The British only had six Irish counties to look after, and a population of 1.5 million, of these the vast and overwhelming majority were law-abiding citizens, and the trouble was restricted to maybe two dozen parishes at worst and a few hundred insurgents.

To handle that the UK government had a vast panoply of special powers, abolished trial by jury (abolished trials completely at one stage), built a massive modern prison, recruited 13,000 extremely well-trained and well-armed professional policemen, backed up by another 12,000 or so superb troops with all the top-class facilities of one of the finest military forces in the world and excellent and well-honed intelligence services.

If with all that the British still couldn't keep a lid on things in Northern Ireland for 30 years I think any neutral observer might say the Brits needed look closer to home for the cause of the problem rather than blaming the government in Dublin.

The Irish managed to keep house in their own jurisdiction very well. The Irish government was regarded as the legitimate government of the state by 99% of the population who gave their allegiance to that state willingly. If the British couldn't say the same for their part of Ireland then it's hardly the fault of the Irish government.
Well is Bugsy says this is a brilliant post, I rest my case.
 
With the right RoE, it would have been over in a matter of days.
At the risk of triggering PA, what would you have done differently that wasn't tried, and failed, during Op Banner?

Did the RUC not baton off the streets enough peaceful citizens demanding their civil rights?

Did the RUC not machine gun enough high rise flats full of unarmed civilians killing not enough sleeping children?

Were not enough homes burned down because their residents went to the wrong house of worship on a Sunday?

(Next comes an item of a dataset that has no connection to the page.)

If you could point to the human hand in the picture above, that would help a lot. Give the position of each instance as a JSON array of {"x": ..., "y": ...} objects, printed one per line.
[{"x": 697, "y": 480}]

Did the Army not curfew off enough small streets of working class families, trashing their homes, killing local people and refusing to allow in food and medicine for several days?

Were not enough people rounded up in cack-handed raids and sent for torture, oops I mean "cruel and inhumane treatment" and held in prison for years without trial?

If only notoriously brutal soldiers had been sent in to arrest unarmed demonstrators and killed a dozen or so of them, would that have sorted it out?

Because that was all tried in the first three years of the problem, without notable benefit.

What particular RoE would you have recommended that Stormont/Westminster didn't try?
 
With the right RoE, it would have been over in a matter of days.
No it wouldn't have. You'd have just created more hatred and hostility on both sides and probably led to full blown conflict between the two communities as they became further entrenched.
 
No it wouldn't have. You'd have just created more hatred and hostility on both sides and probably led to full blown conflict between the two communities as they became further entrenched.
That is precisely what is required and pretty much what occurred in the south post 1922.